In which case would it be better to do something like this within a company structure ? or are there windfall/special taxes imposed on companies which do this ?


----------



## ubiquitous (15 Aug 2007)

Christy said:


> Copy of actual query in the IT last Friday
> 
> _
> Normally, when selling a house you are liable to capital gains for any period when the house was let out. For an investor, this can be the whole period of ownership.
> ...



This is badly incorrect. The "final 12 months of ownership" concession only applies IF the owner previously occupied the property as their PPR. This is a very bad mistake for a paper like the Irish Times to make.


----------



## ubiquitous (15 Aug 2007)

Lobby said:


> Isn't there a special developers rate of income tax of only 20% - same as CGT? (on residential development income only)

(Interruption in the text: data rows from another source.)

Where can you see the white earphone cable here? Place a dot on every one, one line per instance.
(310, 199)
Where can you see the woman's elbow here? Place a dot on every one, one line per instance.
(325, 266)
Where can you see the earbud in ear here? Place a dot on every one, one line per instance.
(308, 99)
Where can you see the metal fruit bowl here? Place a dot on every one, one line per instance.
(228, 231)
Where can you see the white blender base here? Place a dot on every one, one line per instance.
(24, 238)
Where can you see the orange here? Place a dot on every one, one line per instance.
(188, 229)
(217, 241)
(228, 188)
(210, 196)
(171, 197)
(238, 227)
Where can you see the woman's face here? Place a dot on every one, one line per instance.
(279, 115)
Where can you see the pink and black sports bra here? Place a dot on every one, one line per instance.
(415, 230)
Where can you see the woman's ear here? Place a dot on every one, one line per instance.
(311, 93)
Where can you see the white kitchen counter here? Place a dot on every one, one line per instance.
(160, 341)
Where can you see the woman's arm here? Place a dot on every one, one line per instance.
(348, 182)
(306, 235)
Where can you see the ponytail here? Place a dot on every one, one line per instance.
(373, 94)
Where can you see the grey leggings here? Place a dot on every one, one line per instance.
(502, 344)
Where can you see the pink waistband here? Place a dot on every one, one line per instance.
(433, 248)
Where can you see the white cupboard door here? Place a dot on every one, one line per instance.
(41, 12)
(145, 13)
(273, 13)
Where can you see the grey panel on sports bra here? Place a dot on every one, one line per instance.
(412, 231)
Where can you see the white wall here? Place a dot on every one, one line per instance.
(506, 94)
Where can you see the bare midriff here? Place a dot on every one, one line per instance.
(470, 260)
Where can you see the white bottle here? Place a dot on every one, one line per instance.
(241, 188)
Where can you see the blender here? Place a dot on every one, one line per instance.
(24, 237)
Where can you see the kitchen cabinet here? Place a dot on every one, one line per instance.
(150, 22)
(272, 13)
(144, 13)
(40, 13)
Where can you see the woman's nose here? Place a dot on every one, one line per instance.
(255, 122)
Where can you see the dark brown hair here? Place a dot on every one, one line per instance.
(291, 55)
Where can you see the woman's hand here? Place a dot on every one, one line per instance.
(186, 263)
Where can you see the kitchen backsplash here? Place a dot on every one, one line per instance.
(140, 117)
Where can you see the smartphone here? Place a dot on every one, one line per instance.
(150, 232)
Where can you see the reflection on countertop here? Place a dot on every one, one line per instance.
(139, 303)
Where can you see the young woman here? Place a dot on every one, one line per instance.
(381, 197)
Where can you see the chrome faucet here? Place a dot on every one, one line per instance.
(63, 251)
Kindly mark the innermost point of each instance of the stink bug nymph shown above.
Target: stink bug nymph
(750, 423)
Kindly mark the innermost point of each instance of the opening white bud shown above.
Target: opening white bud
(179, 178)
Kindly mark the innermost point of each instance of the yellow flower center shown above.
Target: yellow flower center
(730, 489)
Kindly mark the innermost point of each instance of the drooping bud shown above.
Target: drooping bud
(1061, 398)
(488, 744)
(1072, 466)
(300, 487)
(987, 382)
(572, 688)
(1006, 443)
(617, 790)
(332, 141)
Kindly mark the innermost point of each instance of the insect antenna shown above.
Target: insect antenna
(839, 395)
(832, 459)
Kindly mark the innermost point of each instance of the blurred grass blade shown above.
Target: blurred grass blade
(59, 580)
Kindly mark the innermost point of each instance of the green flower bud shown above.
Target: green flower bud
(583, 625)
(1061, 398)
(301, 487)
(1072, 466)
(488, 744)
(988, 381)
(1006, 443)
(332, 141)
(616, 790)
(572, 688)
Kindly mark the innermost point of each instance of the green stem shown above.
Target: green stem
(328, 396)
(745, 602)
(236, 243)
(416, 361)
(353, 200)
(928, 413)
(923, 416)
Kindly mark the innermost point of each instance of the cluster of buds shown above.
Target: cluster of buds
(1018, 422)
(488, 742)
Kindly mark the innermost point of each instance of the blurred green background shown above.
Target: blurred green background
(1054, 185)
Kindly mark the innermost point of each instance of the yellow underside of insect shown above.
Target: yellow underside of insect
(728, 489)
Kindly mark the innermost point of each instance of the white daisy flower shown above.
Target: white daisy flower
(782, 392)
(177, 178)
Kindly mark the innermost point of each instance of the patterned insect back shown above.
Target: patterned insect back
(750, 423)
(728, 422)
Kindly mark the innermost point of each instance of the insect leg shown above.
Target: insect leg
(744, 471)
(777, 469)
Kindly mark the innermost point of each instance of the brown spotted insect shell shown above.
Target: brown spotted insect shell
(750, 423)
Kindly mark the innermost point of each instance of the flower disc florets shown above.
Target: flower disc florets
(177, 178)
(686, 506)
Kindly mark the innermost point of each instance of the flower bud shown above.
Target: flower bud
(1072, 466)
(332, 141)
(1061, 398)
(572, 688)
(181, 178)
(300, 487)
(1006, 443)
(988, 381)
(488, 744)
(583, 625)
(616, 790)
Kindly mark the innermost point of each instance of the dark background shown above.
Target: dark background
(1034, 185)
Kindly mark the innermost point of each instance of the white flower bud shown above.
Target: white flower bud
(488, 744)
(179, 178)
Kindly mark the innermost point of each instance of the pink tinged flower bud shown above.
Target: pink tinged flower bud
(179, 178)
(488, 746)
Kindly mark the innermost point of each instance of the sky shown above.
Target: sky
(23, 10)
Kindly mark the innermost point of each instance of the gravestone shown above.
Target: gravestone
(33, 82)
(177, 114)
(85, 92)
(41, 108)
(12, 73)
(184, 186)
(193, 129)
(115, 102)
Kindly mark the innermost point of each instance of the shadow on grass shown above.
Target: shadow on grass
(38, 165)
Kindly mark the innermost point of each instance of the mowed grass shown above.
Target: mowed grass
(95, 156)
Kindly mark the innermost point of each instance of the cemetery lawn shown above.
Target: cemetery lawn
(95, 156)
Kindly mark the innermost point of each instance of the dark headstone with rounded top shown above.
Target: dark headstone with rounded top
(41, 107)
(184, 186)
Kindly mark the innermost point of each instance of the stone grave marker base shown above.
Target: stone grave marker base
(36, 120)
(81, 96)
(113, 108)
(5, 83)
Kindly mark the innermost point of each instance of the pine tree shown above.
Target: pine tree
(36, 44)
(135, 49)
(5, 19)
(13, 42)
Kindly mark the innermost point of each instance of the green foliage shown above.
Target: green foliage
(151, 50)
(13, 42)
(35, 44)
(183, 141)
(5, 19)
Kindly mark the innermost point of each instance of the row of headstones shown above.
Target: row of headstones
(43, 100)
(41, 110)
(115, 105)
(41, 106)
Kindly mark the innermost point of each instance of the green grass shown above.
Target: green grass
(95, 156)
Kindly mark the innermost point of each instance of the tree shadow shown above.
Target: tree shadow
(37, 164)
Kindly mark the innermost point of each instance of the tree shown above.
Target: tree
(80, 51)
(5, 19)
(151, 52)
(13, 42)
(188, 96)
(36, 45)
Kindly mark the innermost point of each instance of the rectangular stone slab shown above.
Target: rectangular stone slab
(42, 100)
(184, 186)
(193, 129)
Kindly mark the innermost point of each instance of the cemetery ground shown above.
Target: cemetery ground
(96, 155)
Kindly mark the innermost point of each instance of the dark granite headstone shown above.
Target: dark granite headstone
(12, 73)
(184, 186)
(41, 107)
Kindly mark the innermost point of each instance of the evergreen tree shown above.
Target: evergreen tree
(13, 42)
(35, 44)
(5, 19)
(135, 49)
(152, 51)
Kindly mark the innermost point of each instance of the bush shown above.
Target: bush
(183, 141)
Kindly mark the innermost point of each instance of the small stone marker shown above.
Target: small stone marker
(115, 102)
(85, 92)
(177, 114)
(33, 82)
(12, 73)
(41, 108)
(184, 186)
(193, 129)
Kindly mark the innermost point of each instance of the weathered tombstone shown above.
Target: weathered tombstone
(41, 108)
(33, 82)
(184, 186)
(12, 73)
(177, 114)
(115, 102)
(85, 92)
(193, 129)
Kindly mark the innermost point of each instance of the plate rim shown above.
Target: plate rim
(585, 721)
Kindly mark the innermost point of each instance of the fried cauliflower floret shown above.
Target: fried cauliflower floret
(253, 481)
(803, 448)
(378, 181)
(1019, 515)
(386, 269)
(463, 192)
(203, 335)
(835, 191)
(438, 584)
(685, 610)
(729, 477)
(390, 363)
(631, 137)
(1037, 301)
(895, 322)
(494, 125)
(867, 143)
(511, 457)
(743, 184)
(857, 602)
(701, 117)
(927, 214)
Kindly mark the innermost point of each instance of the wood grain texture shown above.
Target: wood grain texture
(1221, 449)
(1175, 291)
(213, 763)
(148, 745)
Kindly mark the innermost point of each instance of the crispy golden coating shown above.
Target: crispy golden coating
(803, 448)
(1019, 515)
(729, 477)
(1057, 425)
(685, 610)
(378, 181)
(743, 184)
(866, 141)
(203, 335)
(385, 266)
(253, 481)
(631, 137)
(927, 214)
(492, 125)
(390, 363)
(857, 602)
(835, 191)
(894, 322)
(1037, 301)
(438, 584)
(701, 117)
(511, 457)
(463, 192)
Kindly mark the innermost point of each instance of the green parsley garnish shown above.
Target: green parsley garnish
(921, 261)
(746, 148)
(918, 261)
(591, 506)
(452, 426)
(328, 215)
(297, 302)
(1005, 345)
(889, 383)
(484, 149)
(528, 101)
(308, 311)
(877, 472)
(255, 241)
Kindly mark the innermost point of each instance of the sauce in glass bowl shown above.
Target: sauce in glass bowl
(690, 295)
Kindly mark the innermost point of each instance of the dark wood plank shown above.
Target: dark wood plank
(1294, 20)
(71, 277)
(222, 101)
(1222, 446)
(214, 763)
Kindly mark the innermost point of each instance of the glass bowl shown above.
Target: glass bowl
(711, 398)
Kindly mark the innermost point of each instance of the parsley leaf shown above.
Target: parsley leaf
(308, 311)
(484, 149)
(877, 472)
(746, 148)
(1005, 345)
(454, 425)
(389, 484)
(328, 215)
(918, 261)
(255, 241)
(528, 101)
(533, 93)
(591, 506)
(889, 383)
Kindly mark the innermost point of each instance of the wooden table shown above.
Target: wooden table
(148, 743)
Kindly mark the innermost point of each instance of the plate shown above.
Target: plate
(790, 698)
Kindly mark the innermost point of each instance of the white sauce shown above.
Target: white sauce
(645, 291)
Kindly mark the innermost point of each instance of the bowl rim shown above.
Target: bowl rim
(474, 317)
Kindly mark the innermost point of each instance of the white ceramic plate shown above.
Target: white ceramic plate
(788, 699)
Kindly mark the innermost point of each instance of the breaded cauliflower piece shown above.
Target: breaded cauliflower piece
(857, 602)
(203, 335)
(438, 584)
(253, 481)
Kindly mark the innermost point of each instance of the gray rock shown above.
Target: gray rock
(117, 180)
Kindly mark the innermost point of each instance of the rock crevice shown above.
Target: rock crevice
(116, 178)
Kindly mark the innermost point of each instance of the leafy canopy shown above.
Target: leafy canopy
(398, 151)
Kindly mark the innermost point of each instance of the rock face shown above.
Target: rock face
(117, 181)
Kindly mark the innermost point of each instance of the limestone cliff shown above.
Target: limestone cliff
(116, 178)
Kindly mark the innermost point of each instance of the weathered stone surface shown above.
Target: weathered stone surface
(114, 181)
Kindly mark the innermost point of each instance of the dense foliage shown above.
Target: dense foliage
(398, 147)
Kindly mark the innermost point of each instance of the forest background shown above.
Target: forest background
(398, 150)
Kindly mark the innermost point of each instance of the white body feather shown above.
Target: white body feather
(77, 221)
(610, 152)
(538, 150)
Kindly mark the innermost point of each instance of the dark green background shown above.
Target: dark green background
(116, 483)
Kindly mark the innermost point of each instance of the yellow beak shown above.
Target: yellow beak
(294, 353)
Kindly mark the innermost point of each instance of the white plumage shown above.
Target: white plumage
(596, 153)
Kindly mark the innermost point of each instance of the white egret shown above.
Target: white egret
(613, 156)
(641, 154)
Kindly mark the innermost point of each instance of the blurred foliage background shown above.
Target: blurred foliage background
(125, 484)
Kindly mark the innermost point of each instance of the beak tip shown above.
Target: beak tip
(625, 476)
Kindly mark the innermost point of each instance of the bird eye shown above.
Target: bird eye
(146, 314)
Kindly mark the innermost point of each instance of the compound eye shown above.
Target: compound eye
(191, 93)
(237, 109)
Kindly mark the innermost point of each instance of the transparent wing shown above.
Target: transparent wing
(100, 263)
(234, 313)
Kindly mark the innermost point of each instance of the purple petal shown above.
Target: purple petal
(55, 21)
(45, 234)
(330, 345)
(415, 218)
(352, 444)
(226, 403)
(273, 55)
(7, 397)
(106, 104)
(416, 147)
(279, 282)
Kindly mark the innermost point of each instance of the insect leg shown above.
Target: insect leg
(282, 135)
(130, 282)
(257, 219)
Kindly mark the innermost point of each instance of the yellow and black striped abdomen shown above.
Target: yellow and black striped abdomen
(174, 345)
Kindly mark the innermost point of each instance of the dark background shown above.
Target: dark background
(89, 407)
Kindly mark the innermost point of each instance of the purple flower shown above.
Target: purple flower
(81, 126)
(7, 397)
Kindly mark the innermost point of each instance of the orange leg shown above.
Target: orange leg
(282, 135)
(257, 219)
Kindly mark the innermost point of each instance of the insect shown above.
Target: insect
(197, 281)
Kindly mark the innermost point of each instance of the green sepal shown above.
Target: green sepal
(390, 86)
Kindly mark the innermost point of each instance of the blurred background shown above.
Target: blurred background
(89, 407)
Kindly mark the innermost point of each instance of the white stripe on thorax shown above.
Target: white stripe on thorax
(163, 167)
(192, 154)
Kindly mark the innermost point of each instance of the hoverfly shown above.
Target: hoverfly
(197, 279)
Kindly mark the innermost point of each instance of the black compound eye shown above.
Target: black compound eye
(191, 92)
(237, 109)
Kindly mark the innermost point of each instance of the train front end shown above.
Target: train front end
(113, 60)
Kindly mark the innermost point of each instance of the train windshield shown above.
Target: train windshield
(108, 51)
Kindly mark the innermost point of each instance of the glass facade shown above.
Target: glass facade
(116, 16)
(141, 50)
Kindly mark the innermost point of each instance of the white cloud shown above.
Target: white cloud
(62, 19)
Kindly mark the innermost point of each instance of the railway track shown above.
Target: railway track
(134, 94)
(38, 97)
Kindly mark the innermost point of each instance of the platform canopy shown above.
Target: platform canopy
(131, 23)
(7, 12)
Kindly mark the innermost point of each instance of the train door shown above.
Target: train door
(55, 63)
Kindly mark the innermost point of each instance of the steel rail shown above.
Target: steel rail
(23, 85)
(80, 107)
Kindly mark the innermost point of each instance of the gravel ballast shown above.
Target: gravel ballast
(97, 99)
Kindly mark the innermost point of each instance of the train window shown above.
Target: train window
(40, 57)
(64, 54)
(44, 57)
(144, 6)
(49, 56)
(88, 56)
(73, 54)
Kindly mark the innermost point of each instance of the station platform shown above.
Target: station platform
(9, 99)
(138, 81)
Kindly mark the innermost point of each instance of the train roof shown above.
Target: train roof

This rate refers only to what is termed as "residential development land dealing". It does not cover the purchase and sale of houses or apartments.


----------



## ubiquitous (15 Aug 2007)

sign said:


> In which case would it be better to do something like this within a company structure ?



no


----------



## ClubMan (15 Aug 2007)

ubiquitous said:


> This is badly incorrect. The "final 12 months of ownership" concession only applies IF the owner previously occupied the property as their PPR. This is a very bad mistake for a paper like the Irish Times to make.


Not the first time that they have made very fundamental mistakes on such matters. Don't use newspapers as a source for accurate/authoritative tax and personal finance advice. Ditto for sites such as this although disucssion forums at least have the advantage that erroneous information will usually be corrected fairly quickly.


----------



## South (15 Aug 2007)

CHRISTY - thanks very much for finding the article.

I did not have time to dig it up but that was exactly the piece that I was referring to - seems totally inaccurate to me.

Thanks again.


----------